During the next decade, Carnegie Corporation would collaborate with Jones and the Phelps Stokes Fund in advocating segregated agricultural and industrial education for Black people in the United States and throughout British Africa. In this vein, for example, the organization funded five “Jeanes schools” for teacher training in Kenya, Southern Rhodesia, Northern Rhodesia, and possibly too Nyasaland. Modeled after U.S. schools financed by the Jeanes Fund, these “Jeanes schools” were training schools for teachers who would go on to educate African students in the industrial and agricultural trades promoted by the Tuskegee model.109 Years later, Keppel concluded that “in British Africa, nothing has proved more interesting than the development of Jeanes Schools for the natives as a factor in racial and cultural adjustments.”110
In 1925, after this first cautious step in launching a funding practice in colonial Africa that would sit well with his board’s vision of Andrew Carnegie’s intentions as a philanthropist and complement too other peer organizations’ funding practices in the field, Keppel became intrigued by other funding opportunities on the continent. Some months after his meeting with Jones, Keppel met with another fellow Phelps Stokes adviser, J. H. Oldham.

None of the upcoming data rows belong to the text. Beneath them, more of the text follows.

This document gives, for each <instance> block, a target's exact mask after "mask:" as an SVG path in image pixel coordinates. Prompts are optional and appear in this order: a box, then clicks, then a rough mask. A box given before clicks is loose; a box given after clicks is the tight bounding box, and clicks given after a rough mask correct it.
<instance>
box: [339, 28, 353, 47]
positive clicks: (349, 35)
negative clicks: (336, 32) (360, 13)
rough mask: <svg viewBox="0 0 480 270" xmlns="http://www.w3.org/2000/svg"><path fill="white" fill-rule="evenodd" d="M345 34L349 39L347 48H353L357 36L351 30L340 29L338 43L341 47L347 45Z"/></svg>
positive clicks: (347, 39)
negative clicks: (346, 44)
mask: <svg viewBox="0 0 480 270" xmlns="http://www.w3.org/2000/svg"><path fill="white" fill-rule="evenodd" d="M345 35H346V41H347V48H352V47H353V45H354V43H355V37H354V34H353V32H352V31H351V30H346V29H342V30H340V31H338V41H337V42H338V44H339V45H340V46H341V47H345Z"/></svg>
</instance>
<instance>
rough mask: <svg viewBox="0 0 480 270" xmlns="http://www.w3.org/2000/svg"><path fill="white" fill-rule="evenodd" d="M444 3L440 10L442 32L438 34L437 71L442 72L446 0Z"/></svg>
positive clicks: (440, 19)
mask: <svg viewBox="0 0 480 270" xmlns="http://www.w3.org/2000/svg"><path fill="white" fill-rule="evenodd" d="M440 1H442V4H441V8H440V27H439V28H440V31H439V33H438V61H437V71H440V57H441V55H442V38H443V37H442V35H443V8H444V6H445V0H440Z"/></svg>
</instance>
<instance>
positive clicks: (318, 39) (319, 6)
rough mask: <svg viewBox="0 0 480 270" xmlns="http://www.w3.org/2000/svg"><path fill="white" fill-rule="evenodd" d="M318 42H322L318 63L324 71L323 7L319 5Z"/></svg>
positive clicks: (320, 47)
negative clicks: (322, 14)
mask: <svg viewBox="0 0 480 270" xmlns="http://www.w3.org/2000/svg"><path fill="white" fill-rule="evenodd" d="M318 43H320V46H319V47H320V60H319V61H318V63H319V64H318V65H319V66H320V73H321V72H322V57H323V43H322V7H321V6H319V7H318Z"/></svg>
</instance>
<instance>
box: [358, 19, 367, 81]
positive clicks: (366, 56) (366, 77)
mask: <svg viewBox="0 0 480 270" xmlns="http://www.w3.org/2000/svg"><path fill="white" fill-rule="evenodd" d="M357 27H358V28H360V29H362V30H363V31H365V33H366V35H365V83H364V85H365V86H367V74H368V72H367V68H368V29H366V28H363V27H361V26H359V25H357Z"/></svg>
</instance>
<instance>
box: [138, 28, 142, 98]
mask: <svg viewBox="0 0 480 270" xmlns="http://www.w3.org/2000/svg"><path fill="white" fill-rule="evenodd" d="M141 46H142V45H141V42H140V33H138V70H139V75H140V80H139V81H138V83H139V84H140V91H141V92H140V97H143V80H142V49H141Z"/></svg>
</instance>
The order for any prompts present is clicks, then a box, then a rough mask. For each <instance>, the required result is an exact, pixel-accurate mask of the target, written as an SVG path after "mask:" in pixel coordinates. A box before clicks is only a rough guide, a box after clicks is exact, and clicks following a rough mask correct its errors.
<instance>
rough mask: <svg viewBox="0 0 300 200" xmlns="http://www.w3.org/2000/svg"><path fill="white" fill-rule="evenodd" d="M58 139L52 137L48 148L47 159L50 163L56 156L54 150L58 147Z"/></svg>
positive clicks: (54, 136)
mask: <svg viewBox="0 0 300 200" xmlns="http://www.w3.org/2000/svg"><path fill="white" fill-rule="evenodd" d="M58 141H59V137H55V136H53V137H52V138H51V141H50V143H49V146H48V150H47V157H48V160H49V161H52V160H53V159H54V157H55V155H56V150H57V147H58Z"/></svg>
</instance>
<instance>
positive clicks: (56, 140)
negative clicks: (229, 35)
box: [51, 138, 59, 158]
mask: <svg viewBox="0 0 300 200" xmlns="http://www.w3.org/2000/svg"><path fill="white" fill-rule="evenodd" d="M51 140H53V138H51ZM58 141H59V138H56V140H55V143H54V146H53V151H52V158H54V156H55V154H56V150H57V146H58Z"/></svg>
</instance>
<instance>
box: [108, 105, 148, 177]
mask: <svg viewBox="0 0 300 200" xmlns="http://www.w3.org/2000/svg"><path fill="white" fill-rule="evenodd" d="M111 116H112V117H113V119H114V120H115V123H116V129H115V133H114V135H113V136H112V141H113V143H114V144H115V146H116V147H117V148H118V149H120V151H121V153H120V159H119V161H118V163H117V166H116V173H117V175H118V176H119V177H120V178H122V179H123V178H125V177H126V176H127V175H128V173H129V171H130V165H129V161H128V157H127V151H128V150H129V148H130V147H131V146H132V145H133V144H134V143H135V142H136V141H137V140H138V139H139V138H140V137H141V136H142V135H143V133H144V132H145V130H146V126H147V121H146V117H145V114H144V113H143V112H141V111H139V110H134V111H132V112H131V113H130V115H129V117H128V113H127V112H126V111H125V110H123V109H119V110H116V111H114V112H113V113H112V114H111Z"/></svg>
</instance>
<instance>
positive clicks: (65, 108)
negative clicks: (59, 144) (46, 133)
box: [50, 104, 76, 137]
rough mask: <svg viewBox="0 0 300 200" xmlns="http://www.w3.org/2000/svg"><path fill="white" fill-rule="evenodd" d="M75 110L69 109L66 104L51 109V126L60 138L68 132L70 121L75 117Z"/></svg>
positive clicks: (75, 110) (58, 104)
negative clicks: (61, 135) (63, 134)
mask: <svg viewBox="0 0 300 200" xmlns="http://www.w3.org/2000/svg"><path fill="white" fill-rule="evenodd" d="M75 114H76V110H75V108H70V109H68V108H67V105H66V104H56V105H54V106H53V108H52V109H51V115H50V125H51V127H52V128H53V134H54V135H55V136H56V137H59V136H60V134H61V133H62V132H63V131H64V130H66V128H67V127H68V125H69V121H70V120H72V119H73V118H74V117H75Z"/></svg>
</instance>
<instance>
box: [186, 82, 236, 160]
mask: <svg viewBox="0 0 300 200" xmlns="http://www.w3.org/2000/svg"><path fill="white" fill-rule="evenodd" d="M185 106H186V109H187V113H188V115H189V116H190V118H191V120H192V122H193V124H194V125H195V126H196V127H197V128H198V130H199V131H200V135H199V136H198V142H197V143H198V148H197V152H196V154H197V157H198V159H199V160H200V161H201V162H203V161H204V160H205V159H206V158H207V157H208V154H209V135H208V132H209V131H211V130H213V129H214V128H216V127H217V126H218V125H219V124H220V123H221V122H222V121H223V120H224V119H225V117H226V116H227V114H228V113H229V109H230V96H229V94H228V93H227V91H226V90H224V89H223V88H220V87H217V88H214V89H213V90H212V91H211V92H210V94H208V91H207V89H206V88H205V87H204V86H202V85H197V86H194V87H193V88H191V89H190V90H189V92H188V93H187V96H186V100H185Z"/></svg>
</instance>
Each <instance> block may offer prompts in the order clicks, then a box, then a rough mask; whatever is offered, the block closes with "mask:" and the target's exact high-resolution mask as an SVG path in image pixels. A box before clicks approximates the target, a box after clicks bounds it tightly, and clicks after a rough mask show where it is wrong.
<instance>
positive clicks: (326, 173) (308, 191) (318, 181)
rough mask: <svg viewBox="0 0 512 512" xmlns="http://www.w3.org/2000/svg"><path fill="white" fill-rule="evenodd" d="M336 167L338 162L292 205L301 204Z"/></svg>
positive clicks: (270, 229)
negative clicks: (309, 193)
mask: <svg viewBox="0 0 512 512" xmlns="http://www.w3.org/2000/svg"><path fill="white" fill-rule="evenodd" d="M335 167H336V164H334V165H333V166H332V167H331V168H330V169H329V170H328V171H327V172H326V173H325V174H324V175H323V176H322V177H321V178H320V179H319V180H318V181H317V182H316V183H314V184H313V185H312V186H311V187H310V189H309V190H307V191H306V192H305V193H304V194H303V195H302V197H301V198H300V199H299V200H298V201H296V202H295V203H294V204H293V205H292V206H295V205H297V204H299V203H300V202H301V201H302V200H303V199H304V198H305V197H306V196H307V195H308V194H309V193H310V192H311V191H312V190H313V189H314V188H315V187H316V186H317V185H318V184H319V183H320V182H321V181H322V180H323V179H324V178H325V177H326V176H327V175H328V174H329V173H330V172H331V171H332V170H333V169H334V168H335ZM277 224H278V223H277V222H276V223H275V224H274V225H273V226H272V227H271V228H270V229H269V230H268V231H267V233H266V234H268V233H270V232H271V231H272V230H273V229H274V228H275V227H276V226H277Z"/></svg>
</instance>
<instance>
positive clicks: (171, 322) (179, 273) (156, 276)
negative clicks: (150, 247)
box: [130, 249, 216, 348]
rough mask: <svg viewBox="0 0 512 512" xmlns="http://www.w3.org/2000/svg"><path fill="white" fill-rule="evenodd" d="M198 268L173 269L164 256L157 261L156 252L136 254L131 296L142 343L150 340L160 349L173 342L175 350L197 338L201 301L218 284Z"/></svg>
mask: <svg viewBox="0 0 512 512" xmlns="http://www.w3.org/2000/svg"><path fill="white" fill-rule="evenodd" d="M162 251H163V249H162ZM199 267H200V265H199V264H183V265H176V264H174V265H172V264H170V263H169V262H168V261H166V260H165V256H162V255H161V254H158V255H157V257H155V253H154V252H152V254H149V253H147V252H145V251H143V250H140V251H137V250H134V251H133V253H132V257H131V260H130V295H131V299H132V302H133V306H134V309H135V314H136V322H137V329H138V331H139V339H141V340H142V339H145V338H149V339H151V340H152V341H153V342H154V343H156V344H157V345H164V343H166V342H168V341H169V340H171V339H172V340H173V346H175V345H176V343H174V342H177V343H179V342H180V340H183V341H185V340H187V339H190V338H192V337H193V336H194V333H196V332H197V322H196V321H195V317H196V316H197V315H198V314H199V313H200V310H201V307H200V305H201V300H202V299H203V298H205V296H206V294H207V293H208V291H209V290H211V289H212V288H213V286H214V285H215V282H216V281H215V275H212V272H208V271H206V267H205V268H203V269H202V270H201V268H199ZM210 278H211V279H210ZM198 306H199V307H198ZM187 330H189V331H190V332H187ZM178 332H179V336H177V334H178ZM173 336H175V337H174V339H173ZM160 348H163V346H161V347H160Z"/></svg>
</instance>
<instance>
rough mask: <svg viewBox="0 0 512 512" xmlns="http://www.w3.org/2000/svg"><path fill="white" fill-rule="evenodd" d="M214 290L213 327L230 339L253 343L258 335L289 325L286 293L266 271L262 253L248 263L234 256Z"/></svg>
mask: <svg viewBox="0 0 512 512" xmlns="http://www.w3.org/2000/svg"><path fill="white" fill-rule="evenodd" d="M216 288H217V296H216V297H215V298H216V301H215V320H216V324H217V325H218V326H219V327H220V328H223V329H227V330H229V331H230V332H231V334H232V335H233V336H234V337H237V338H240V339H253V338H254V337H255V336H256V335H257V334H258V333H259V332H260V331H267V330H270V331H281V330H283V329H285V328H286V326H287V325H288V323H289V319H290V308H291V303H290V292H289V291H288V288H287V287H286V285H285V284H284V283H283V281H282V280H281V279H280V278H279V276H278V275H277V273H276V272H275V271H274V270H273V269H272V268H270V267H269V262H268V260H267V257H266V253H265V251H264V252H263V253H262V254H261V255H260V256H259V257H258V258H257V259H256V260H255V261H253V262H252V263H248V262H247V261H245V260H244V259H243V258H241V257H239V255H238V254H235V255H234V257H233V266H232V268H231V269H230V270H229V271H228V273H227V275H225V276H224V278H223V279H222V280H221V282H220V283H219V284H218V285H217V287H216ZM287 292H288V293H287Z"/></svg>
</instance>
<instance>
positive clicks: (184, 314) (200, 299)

Much to the chagrin of Jones and the Phelps Stokes Fund more broadly, Oldham would encourage Keppel to fund research in the social sciences.111 Even more, and as the next chapters illustrate, Oldham soon would overshadow Jones as Keppel’s principal adviser on Africa.
In fact, and in leaning on Oldham, Keppel would move beyond the work of his U.S. philanthropic peers (and Andrew Carnegie’s own explicit recommendation that the Tuskegee educational model was the panacea for strengthening white Anglo-American domination and the subservience of “subject races” throughout the Anglo-American world) in favor of also financing social science research as a critical tool for achieving complementary ends.
James Bertram would condone Keppel’s decision, though he would continue to stress to Keppel that Andrew Carnegie had intended to finance projects within and for white communities. Against the backdrop of institutional imperatives to privilege the needs of white communities in the Anglo-American world, Keppel would fund cooperative studies within and for white communities in colonial Africa and then the United States. And in the process, he would further develop a perspective of his own on the critical value of the social sciences for solidifying international order after the First World War: a vision of world order that presumed the value of fortifying white Anglo-American leadership and Black subjection across oceans.